# GENUIE ONLINE PLATFORM THAT REALLY PAYS



## city0016 (Jun 17, 2017)

Hi guys,
I just wanted to know if anyone here knows about a geniue online platform that really pays daily or weekly cash($). I know that this forum is all about recovering and refining of precious metals but i find it to be the only place i could get a genieu reply as we are like one happy family whos willing to assist one another because the trust has been built already by our outstanding MOD's. I would appreciate any feedback on this topic.

Regards,

City.


----------



## city0016 (Jun 17, 2017)

Please i just want something i can make a daily or weekly income with.

Thanks,

City


----------



## kernels (Jun 18, 2017)

What is it that you expect to be paid for? Do you have some skill that you could put to work online ?


----------



## city0016 (Jun 18, 2017)

I just want some kind of work at home and earn a commsion sort of,like marketing,forex trading etc.
Something that really pays.


----------



## justinhcase (Jun 18, 2017)

The problem with most of the world markets is that they demand an investment before giving you a return.
With over seven and a half billion people present on this planet you have to have some thing special to offer in order to divert resources to you.
From the fact you have no better way to find an income other than solicit for one on an open forum I would have to deduce you may be lacking such an ability.
Be very careful there are a multitude of predators who will contact you, find out what you want and construct a method of predation just for you.
Looking around you home town,Take note of what is doing well locally and ask them for a job would be a better idea.
Then if after a good days work you still have time and energy to waste on internet schemes you will at least have food on the table and a roof no mater what.
I started as a Kitchen Porter at age sixteen and normally have at least two job's at any one time.
even my metal trade has taken four days a week for three years and still has not paid me a wage.
In navigation we have a saying,the longest rout from Point (a) to Point (b) is the short cut.
The only opertunity I have seen that would seem's to provide an income from home with out much training or capital are the Web Cam buisness's.But even then you have to have an atractive appearance and a low self esteem to make money.


----------



## everydayisalesson (Jun 18, 2017)

kidney foundation pays to make calls for donations. Most things online that say they pay, THEY DON'T. you could start making videos, but it takes a long time to earn anything and then its minuscule. you could sell on ebay but then you need something to sell.

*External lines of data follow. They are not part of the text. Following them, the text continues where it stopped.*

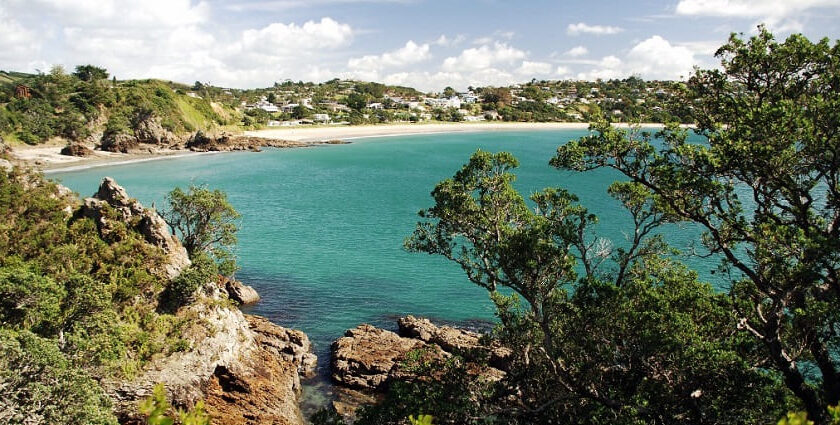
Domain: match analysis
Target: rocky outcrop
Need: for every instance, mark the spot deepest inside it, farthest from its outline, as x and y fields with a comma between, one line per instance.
x=119, y=142
x=240, y=292
x=202, y=142
x=454, y=340
x=246, y=369
x=76, y=149
x=368, y=358
x=149, y=130
x=146, y=221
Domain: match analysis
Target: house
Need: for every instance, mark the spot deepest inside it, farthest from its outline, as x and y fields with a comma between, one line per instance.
x=266, y=106
x=469, y=98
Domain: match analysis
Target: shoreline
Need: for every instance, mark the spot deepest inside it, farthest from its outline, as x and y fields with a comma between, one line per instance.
x=48, y=159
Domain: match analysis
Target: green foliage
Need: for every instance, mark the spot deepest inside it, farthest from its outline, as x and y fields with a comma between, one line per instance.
x=39, y=384
x=90, y=73
x=157, y=409
x=445, y=388
x=202, y=271
x=76, y=300
x=619, y=335
x=764, y=189
x=206, y=222
x=421, y=420
x=29, y=301
x=801, y=418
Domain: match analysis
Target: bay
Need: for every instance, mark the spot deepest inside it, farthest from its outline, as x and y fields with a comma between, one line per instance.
x=322, y=228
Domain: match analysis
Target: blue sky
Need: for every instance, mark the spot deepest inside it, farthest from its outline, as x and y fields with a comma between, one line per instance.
x=427, y=44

There is SEO, cant remember what it stands for but its posting links and yet another thing that takes years to produce any income. 

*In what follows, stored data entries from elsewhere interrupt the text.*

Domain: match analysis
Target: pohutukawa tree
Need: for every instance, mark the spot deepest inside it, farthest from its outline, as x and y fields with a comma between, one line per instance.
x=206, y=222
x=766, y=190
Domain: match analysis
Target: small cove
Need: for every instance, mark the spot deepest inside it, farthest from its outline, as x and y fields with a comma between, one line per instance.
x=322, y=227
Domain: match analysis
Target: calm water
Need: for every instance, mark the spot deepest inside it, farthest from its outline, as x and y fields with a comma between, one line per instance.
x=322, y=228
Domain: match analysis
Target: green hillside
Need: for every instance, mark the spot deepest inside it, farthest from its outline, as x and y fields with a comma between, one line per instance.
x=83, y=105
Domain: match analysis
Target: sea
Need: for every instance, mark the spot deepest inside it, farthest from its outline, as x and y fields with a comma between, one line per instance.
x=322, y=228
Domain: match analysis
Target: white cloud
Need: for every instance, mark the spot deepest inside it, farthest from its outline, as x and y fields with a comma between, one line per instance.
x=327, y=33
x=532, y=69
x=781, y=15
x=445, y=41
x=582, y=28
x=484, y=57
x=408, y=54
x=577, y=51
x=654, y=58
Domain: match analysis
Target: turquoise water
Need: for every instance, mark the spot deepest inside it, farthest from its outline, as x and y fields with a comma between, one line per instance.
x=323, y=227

I hurt my back a few years ago and tried to find something for a year and never really could. I wish you luck but watch out, there are scams everywhere. 

Mike


----------



## patnor1011 (Jun 18, 2017)

Day-trading cryptocurrencies. But that is a gamble which either pays big or nothing. Requires capital too.


----------



## kernels (Jun 18, 2017)

I hope from the above responses you will realize that what you are looking for does not exist. Much better to meet reality sooner rather than later.


----------



## g_axelsson (Jun 19, 2017)

everydayisalesson said:


> There is SEO, cant remember what it stands for but its posting links and yet another thing that takes years to produce any income.


Search Engine Optimization... or spammers, just deleted seven spams on GRF and reported the links to google spam, then one on my wiki. I spent 20 minutes of my morning cleaning up after the spammers. Lowlifes in my view, but what I really want to say I can't because of the rules of this forum.

:evil: 

Göran


----------



## macfixer01 (Jun 20, 2017)

Penny Hoarder is a source to find out about work at home deals, rebate deals, all kinds of unconventional money making ventures.

https://www.thepennyhoarder.com



Macfixer01


----------



## rickbb (Jun 23, 2017)

When you call QVC, The Home Shopping network, etc. You are really calling someone sitting at home on a PC with an IP phone. Instead of having a giant call center somewhere it's distributed across thousands of stay at home workers.

They read a script to you about whatever it is you're ordering and try and "upsell" you while on the phone.

They pay based on your time, your upselling, etc. You set your own hours, but you have to work those hours or they will cut you off. If you tell them you can work 3 hours next Tuesday from 9 to 12, you better do it. 

I couldn't do such work, but I know someone that does and loves it.

This is what most of those "work at home on a pc" ads are all about.


----------